Sunshine’s life insurance premium income has always been the major revenue source for the company, and grew by 14.5% and 10.4% in the past two years, respectively, accounting for nearly 60% of total premium income. That was better than the company’s property insurance business, whose revenue fell 5.8% in 2020, but rose 9% last year. Despite a slowing economy, Sunshine’s life insurance unit logged 1.95 billion yuan in new business value and 42.06 billion yuan in premium income in the first half of this year, taking its share of total revenue to 66.8%.
Sunshine’s life insurance is even more valuable to the company in terms of embedded value, worth 74.62 billion yuan, or 80% of the company’s total embedded value, by the end of June.

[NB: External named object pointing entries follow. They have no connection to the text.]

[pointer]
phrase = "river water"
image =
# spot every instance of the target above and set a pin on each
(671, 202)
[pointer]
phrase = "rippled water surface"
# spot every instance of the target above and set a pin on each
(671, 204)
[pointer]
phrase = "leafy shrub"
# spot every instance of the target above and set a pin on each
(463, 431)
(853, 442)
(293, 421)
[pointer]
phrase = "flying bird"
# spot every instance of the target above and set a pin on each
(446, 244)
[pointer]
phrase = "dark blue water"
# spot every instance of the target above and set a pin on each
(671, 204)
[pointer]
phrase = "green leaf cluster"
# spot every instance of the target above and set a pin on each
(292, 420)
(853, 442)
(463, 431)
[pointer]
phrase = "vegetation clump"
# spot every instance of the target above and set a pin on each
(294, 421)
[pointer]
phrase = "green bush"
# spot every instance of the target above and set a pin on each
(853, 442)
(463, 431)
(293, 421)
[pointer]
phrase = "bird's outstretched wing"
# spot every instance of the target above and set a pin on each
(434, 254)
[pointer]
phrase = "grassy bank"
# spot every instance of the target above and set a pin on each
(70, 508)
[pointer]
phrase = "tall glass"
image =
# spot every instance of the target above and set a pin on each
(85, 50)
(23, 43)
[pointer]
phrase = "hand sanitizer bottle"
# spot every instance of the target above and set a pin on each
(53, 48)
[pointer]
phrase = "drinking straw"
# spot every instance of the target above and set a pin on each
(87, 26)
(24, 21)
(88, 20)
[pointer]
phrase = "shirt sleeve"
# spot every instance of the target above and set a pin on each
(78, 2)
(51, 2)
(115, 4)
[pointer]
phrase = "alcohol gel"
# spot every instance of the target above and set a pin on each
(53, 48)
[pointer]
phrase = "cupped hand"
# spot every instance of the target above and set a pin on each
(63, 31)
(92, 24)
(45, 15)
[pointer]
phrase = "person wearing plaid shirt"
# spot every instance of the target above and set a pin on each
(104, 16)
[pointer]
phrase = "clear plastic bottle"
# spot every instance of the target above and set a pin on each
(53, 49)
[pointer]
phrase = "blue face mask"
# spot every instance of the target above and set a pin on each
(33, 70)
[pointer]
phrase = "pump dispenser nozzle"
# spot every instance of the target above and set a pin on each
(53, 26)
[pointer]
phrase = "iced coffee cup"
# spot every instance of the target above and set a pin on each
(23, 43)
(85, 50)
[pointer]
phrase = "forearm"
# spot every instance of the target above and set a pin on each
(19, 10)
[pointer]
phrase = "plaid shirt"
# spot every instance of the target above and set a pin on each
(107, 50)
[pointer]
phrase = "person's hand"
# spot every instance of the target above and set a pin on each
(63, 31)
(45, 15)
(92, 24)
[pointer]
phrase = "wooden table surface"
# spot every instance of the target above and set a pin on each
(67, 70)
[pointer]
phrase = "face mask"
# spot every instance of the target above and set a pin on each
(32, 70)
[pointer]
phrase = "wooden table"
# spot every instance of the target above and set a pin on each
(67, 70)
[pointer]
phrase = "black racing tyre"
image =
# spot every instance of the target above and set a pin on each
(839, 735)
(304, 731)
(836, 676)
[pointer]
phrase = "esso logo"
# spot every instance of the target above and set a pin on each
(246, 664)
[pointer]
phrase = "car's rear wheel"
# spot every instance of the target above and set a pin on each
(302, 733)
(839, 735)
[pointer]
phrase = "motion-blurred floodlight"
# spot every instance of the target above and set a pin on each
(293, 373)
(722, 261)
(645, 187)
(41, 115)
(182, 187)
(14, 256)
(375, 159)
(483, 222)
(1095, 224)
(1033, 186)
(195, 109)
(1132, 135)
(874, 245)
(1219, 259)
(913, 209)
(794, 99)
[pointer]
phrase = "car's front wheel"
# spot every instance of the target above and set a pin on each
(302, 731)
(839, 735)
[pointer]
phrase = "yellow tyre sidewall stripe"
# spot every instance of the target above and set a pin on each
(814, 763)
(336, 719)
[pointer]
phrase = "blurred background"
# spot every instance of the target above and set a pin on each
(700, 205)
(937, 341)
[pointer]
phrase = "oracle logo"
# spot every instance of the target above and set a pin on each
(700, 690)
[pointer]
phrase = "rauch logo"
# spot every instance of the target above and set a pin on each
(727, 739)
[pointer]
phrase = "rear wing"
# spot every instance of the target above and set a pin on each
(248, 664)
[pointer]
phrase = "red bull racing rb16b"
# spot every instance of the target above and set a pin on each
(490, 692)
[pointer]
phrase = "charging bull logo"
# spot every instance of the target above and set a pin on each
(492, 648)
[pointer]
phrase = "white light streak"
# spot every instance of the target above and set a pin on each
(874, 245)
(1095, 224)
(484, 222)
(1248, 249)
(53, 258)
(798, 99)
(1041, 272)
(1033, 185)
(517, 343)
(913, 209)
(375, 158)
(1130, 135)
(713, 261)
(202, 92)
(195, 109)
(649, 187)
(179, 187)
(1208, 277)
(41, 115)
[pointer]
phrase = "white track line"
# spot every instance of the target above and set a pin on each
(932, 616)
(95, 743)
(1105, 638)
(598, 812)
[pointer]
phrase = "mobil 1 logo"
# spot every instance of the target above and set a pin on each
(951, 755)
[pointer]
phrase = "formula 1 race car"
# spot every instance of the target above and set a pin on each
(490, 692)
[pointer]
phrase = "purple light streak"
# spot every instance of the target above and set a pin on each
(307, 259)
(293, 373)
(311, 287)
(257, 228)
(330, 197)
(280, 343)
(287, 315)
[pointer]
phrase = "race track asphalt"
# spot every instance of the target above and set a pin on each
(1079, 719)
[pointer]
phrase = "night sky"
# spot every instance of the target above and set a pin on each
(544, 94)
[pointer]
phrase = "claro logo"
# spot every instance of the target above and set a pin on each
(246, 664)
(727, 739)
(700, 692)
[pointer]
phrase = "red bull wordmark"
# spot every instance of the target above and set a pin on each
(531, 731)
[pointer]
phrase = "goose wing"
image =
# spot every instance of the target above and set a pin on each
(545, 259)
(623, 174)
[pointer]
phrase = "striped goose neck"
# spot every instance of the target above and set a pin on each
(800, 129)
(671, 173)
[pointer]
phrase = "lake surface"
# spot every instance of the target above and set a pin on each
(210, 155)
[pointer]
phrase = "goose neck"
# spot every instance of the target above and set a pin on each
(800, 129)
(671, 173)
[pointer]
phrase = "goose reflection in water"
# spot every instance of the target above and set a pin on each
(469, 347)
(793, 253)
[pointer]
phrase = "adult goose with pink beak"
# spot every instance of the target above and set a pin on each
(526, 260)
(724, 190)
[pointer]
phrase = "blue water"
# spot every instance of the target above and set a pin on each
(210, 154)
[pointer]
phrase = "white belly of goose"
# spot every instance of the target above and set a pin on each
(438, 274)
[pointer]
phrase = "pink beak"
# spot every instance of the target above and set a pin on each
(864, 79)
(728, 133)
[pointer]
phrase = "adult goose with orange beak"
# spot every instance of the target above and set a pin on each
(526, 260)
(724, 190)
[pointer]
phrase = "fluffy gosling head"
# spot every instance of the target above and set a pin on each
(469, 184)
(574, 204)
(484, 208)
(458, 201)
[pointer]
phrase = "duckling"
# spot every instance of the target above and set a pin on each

But Sunshine’s relatively small market share shows how the Chinese insurance market is highly concentrated in a small number of the largest players, making it difficult for smaller and medium-sized companies to gain a foothold. Sunshine’s status in that group of second-tier players, and how it can break through to the big leagues, will be one of the biggest concerns for potential investors.
Tall fundraising target
Sunshine says it will use funds from the listing to strengthen its digital technology capabilities, accelerate its digital transition, continue to build itself into a top-notch domestic insurance and asset management brand, and to cultivate synergies between its strategic investment and insurance business.
Its goals are similar to those of Zhongan Online P&C Insurance (6060.HK), a private online insurer backed by corporate giants Alibaba, Tencent and Ping An. Yet despite its high degree of digitalization, Zhongan saw its premium income grow by just 6.8% in the first half of the year and posted a loss of 622 million yuan, reflecting the difficulties facing such smaller insurers.
In terms of valuation, The People’s Insurance Co., China Life Insurance (2628.HK; 601628.SH) and Ping An (2318.HK; 601318.SH) have projected price-to-earnings (P/E) ratios ranging from 3.2 times to 4.8 times, averaging 4.2 times. Extrapolating Sunshine’s first-half profit to the whole year, it might expect an IPO valuation of around HK$16.2 billion ($2.07 billion).
While such a valuation isn’t peanuts, it makes the reported $1 billion IPO fundraising target look like a tall order. Accordingly, the company may have to set its sights lower, especially in light of weakness that has sent the Hong Kong stock market into a tailspin in recent weeks.